Music in the Mountains
The Crooked Road and the Birth of Country Music (3 Days)
Visit Southwest Virginia, where country music was born, where authentic mountain music can be found along the crooked roads, and where music is still woven into the fabric of everyday life.
From the Birthplace of Country Music in Bristol, to The Crooked Road: Virginia's Heritage Music Trail, you'll find authentic musical experiences at every turn. The variety is amazing - old-time string bands, a cappella gospel, blues, 300 year old ballads, bluegrass, and more.
Arrive in beautiful historic Abingdon, grab lunch and enjoy some time in the downtown area where you will find unique shopping opportunities.
Delight in an incredible matinee performance at the popular Barter Theatre, State Theatre of Virginia. On June 10, 1933, Barter Theatre opened its doors, proclaiming "With vegetables you cannot sell, you can buy a good laugh." The price of admission was 40 cents or equivalent amount of produce. Four out of five Depression-era theatregoers paid their way with vegetables, dairy products and livestock.
Enjoy dinner at one of Abingdon's distinctive restaurants. With over 34 independently owned restaurants, Abingdon has more eateries per capita than New York City! In 2019 and 2020, Abingdon was voted Best Small Town Food Scene in the country by USA Today's 10Best Travel section.

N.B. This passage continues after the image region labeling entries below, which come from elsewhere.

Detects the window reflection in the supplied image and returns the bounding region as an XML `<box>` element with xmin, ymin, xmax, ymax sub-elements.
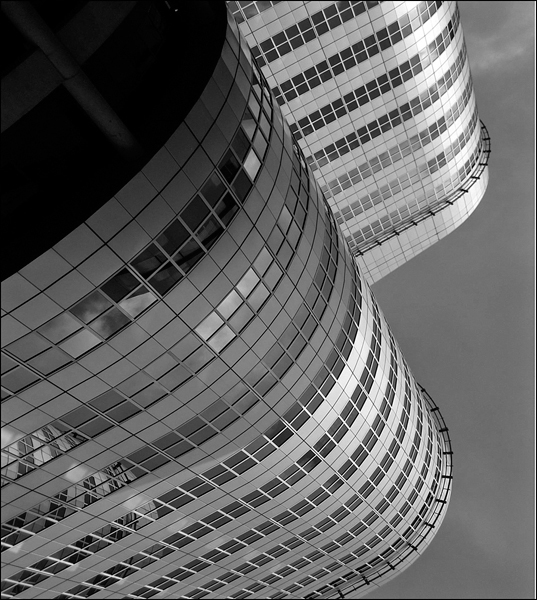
<box><xmin>38</xmin><ymin>313</ymin><xmax>82</xmax><ymax>344</ymax></box>
<box><xmin>218</xmin><ymin>290</ymin><xmax>242</xmax><ymax>319</ymax></box>
<box><xmin>181</xmin><ymin>196</ymin><xmax>209</xmax><ymax>231</ymax></box>
<box><xmin>201</xmin><ymin>173</ymin><xmax>226</xmax><ymax>206</ymax></box>
<box><xmin>91</xmin><ymin>308</ymin><xmax>130</xmax><ymax>340</ymax></box>
<box><xmin>70</xmin><ymin>291</ymin><xmax>112</xmax><ymax>323</ymax></box>
<box><xmin>28</xmin><ymin>348</ymin><xmax>72</xmax><ymax>375</ymax></box>
<box><xmin>131</xmin><ymin>244</ymin><xmax>166</xmax><ymax>279</ymax></box>
<box><xmin>6</xmin><ymin>333</ymin><xmax>50</xmax><ymax>360</ymax></box>
<box><xmin>244</xmin><ymin>149</ymin><xmax>261</xmax><ymax>181</ymax></box>
<box><xmin>100</xmin><ymin>269</ymin><xmax>140</xmax><ymax>302</ymax></box>
<box><xmin>60</xmin><ymin>329</ymin><xmax>101</xmax><ymax>358</ymax></box>
<box><xmin>196</xmin><ymin>217</ymin><xmax>224</xmax><ymax>249</ymax></box>
<box><xmin>119</xmin><ymin>285</ymin><xmax>157</xmax><ymax>318</ymax></box>
<box><xmin>2</xmin><ymin>367</ymin><xmax>39</xmax><ymax>393</ymax></box>
<box><xmin>173</xmin><ymin>239</ymin><xmax>205</xmax><ymax>273</ymax></box>
<box><xmin>149</xmin><ymin>263</ymin><xmax>183</xmax><ymax>295</ymax></box>
<box><xmin>157</xmin><ymin>221</ymin><xmax>189</xmax><ymax>256</ymax></box>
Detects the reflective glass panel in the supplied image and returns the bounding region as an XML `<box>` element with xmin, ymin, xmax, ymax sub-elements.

Start your day with a tour of The Birthplace of Country Music Museum. An affiliate of the Smithsonian Institution, the museum tells the story of the 1927 Bristol Sessions recordings, explores how evolving sound technology shaped their success, and highlights how this rich musical heritage lives on in today’s music.

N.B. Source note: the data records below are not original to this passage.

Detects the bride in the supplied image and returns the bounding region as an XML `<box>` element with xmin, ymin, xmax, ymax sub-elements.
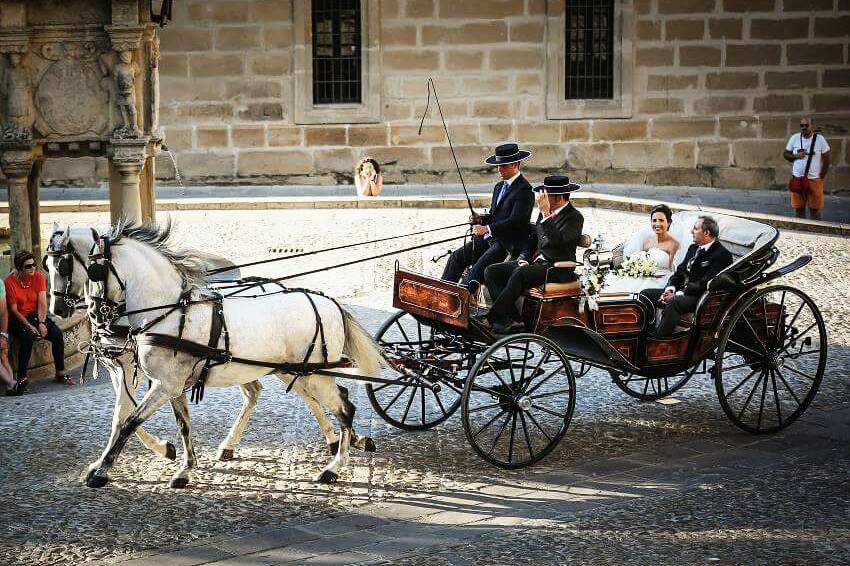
<box><xmin>602</xmin><ymin>204</ymin><xmax>679</xmax><ymax>293</ymax></box>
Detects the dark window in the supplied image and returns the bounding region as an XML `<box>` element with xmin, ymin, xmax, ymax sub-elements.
<box><xmin>313</xmin><ymin>0</ymin><xmax>361</xmax><ymax>104</ymax></box>
<box><xmin>564</xmin><ymin>0</ymin><xmax>614</xmax><ymax>100</ymax></box>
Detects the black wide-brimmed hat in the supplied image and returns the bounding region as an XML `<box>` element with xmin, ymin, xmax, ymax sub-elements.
<box><xmin>534</xmin><ymin>175</ymin><xmax>581</xmax><ymax>195</ymax></box>
<box><xmin>484</xmin><ymin>143</ymin><xmax>531</xmax><ymax>165</ymax></box>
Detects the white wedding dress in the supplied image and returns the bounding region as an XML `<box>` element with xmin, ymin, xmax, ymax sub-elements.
<box><xmin>602</xmin><ymin>248</ymin><xmax>672</xmax><ymax>294</ymax></box>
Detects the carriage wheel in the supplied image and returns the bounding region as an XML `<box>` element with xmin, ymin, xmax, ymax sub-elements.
<box><xmin>714</xmin><ymin>286</ymin><xmax>827</xmax><ymax>434</ymax></box>
<box><xmin>366</xmin><ymin>311</ymin><xmax>468</xmax><ymax>430</ymax></box>
<box><xmin>462</xmin><ymin>334</ymin><xmax>576</xmax><ymax>469</ymax></box>
<box><xmin>611</xmin><ymin>364</ymin><xmax>699</xmax><ymax>401</ymax></box>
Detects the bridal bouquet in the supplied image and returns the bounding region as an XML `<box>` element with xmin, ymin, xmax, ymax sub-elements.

“The 1927 Bristol Sessions are the single most important event in the history of country music.”
– Johnny Cash
Through text and artifacts, multiple theater experiences, and interactive displays – along with a variety of educational programs, music performances, and community events – the exciting story of these recording sessions and their far-reaching influence comes alive. Rotating exhibitions from guest curators and other institutions, including the Smithsonian, are featured throughout the year in the Special Exhibits Gallery. The museum also houses a collection of related objects, photographs and paper ephemera, and digital items.
Head to Abingdon Vineyards for a wine tasting along the scenic South Holston River, and catch one of their frequent outdoor music events. The trip is only 10 minutes by car from downtown Abingdon, or a leisurely 2 hours by bike (the winery is located right off the Virginia Creeper Trail!)
In the evening, catch a show at Bonefire Smoke House, a popular BBQ restaurant and "musictorium" that features live music most weekends.
Abingdon is home to The Crooked Road's headquarters, inside The Southwest Virginia Cultural Center & Marketplace. There you'll find interactive exhibits, information on traveling the Crooked Road, and an official gift shop. Heritage music is highlighted every Thursday night at Heartwood's Open Jams.
Visit more than 92 attractions, 244 outdoor recreation sites and enjoy tons of music alongside the Crooked Road. Virginia's Heritage Music Trail follows the region's music history along Route 58 in Southwest Virginia. Other highlights of the Crooked Road include Appalachian crafts and coal mining heritage. Early ethnic groups that settled in these regions included the Cherokee Indians, the Melungeons (Portugese, Native American and African-American), the Germans and Scots-Irish.
If your visit coincides with a Saturday, make sure to head to Hiltons, Virginia (just 45 minutes) and the Carter Family Fold, for the weekly concert. The mountains come alive with the sounds of some of the best old-time and bluegrass music around at "The Fold."
The Carter Family – A.P., Sara and Maybelle – first recorded in nearby Bristol in 1927 and went on to record over 300 songs, laying the foundation for what we know today as country music. The rustic music theater in the hills is pure "mountain music magic."
Put on your dancing shoes and hit the floor as you listen and possibly clog, flat-foot and/or buck dance to traditional string music at its "toe tappin best!"